Focus on promoting active life to ensure more contributions.
Establishment of a complementary Social Security system is underway.
Notification sent to the European Commission regarding these changes.
Current rules allow early retirement for specific groups, including those with long careers.
Government's New Measures on Early Retirement
The Portuguese Government is preparing a series of measures aimed at ensuring the sustainability of Social Security, which includes restricting access to early retirement. This was reported by Correio da Manhã (CM), citing the Ministry of Social Security's response to an audit by the Court of Accounts (TdC) released last week.
Reevaluation of Early Retirement Policies
The reevaluation of the early retirement regime is a key objective for Minister Maria do Rosário Ramalho. She emphasizes the importance of promoting active life, which would ensure a greater number of contributions to the system. This commitment is outlined in the official response to the TdC, confirming the government's intention to prioritize sustainability.
Proposed Changes and Current Regulations
In practice, these measures aim to halt access to retirement before the legal age.
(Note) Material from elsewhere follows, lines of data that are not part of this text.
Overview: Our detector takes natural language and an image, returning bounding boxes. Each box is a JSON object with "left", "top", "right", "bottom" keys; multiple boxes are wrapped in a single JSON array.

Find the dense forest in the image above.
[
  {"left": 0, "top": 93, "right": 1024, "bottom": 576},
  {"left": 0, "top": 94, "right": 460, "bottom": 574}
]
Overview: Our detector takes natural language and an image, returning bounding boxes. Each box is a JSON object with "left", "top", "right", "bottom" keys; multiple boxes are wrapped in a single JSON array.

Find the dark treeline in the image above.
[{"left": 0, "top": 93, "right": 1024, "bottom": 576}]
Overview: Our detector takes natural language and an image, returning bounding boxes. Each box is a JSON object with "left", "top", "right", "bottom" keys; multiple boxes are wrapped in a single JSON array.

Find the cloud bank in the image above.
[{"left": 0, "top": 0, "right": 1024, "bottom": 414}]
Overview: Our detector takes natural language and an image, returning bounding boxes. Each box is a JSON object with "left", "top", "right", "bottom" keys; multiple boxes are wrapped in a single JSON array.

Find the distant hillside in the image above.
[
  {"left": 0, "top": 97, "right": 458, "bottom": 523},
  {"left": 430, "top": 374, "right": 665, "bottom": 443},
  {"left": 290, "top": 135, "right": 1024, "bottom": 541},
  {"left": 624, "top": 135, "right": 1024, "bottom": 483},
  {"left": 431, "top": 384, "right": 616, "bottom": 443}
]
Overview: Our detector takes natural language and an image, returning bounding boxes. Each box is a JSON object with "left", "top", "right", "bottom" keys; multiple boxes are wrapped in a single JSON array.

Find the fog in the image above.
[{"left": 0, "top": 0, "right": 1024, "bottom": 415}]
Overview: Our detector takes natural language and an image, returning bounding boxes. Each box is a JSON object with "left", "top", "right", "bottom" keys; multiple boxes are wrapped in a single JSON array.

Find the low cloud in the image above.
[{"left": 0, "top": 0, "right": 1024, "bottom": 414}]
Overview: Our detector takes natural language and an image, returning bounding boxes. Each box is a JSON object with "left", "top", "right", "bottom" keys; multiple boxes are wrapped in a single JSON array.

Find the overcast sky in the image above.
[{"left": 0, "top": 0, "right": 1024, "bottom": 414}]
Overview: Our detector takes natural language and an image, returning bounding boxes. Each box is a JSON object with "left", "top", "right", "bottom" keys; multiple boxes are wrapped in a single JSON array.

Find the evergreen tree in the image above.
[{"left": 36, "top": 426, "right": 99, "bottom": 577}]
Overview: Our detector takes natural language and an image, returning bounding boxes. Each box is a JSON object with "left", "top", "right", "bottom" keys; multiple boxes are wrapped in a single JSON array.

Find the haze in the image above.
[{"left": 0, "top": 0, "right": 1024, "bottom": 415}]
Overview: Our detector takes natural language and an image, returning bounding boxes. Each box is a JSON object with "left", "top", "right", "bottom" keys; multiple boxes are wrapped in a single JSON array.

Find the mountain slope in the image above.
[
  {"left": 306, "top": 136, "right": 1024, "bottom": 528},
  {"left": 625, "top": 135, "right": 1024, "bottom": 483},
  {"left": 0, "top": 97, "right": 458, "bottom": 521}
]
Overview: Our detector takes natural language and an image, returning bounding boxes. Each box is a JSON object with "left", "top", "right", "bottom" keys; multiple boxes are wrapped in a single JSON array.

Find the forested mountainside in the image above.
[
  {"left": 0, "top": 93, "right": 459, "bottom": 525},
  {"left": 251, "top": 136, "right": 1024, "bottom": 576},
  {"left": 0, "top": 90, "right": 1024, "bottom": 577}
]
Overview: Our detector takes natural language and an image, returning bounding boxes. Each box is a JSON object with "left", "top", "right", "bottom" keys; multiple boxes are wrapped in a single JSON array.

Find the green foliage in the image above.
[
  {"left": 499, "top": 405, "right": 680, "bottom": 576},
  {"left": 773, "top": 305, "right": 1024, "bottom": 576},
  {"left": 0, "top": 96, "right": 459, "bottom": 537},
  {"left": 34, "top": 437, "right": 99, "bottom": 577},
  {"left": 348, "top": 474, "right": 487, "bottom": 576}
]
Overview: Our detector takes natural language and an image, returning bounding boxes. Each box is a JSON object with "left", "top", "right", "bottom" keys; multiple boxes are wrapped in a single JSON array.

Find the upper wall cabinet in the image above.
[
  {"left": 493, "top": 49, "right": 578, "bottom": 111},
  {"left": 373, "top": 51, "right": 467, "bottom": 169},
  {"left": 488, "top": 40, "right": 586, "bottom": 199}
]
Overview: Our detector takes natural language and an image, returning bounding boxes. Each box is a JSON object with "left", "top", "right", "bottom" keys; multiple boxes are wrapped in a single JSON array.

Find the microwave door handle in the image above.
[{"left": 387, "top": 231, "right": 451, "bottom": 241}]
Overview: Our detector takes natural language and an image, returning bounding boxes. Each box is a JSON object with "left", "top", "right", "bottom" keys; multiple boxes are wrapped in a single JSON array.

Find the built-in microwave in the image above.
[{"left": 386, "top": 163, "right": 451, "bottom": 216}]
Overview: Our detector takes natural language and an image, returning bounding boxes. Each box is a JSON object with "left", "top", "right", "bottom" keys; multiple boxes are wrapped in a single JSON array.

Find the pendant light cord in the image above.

Furthermore, the government plans to establish and consolidate a complementary Social Security system that will play a central role in taxpayers' decision-making. They have already notified the European Commission about these measures, targeting medium-term budget sustainability in the pension system in Portugal.
Currently, workers with long contribution careers (46 years) or those in strenuous professions can retire early. Additionally, individuals aged 60 with 40 years of contributions, as well as long-term unemployed individuals laid off involuntarily from the age of 52, are also eligible for early retirement under existing laws.